Çevre ve İklim Politikaları: Değişmeyen Ancak Alt Sıralarda Kalan Gündem
İklim değişikliği konusu Rusya’nın Ukrayna’yı işgalinden bu yana önemiyle ters orantılı olarak biraz arka plana itilmiş durumda. Özellikle Rus petrol ve gazına olan bağımlılık, Avrupa’da nükleer enerji, doğal gaz ve hatta kömürden yararlanılması hususlarını tekrar masaya getirdi.

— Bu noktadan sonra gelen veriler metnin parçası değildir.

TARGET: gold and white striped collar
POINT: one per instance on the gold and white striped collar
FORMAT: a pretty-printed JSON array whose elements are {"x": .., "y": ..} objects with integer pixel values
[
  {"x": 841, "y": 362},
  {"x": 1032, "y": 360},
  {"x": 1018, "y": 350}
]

G7 ülkeleri liderleri Paris İklim Anlaşması kapsamında alınan kararların önemini vurgulasalar da Rus kaynaklarına doğal gaz alanındaki bağımlılığı azaltmak için ülkelerin bu alana devlet teşvikleri verebileceğinin altını çizdiler. Rusya-Ukrayna Savaşı sürerken iklim konusundaki hedeflere nasıl ulaşılacağı konusundaki soru işaretleri giderek artıyor. Ancak, küresel ısınmanın 1,5 derece ile sınırlandırılması, 2035 yılına kadar tamamen elektrikli araçlara geçilmesi ve 2050 yılında sıfır karbon emisyonu hedefine ulaşılması konularının G7 Zirvesi’nde de vurgulanması yine de iyi bir gelişmedir diyelim.
Nükleer Konusu ve G7’nin Sembolik Önemi
G7 zirvesinin 2. Dünya Savaşı sırasında atom bombalarından birinin atıldığı Hiroşima’da gerçekleştirilmesi, Rusya-Ukrayna Savaşı bağlamında yeniden gündeme gelen nükleer silahlar konusu için de sembolik önem taşıyor. Nitekim G7 zirvesinde Putin’in “Belarus’a taktik nükleer silahlar yerleştireceğiz” açıklamasına ve Ukrayna’da nükleer silah kullanma tehditlerine karşı, bu durumun kabul edilemez bulunduğu da kayıtlara geçirildi. Kuzey Kore’nin nükleer silahlardan derhal vazgeçmesi çağrısı da elbette tekrarlandı.
G7 zirvesi gibi önemli aktörlerin bir araya geldiği toplantılar dünyanın en çok konuştuğu gündem maddelerini yeni açıklamalar eşliğinde tekrar gözden geçirmek için de fırsatlar sunuyor. Ancak tüm bu açıklamalar ve bildirilerin ne derece somut politikalara dönüşeceğini bilemiyoruz. Toplantıdan çıkan ve belki de en çabuk somut sonucu doğuracak gelişme ise Biden’ın Ukrayna’ya F-16 savaş uçakları verebileceklerini açıklaması oldu.
Biden bu uçakların Ukrayna tarafından Rusya topraklarına girmek için kullanılmayacağını ve ABD’nin Ukraynalı pilotların F-16 kullanımı konusundaki eğitimlere destek verdiğini de sözlerine ekledi. Hava sahasında Ukrayna’ya karşı bariz üstünlüğü bulunan Rusya’nın bu haberden hiç memnun olmayacağı açık. Geleceğine dair öngörüde bulunmanın çok zor olduğu Rus işgalinin, G7 Zirvesi’nden çıkan yeni kararlardan ve ABD’nin F16 girişiminden ne kadar etkileneceğini ise zaman gösterecek.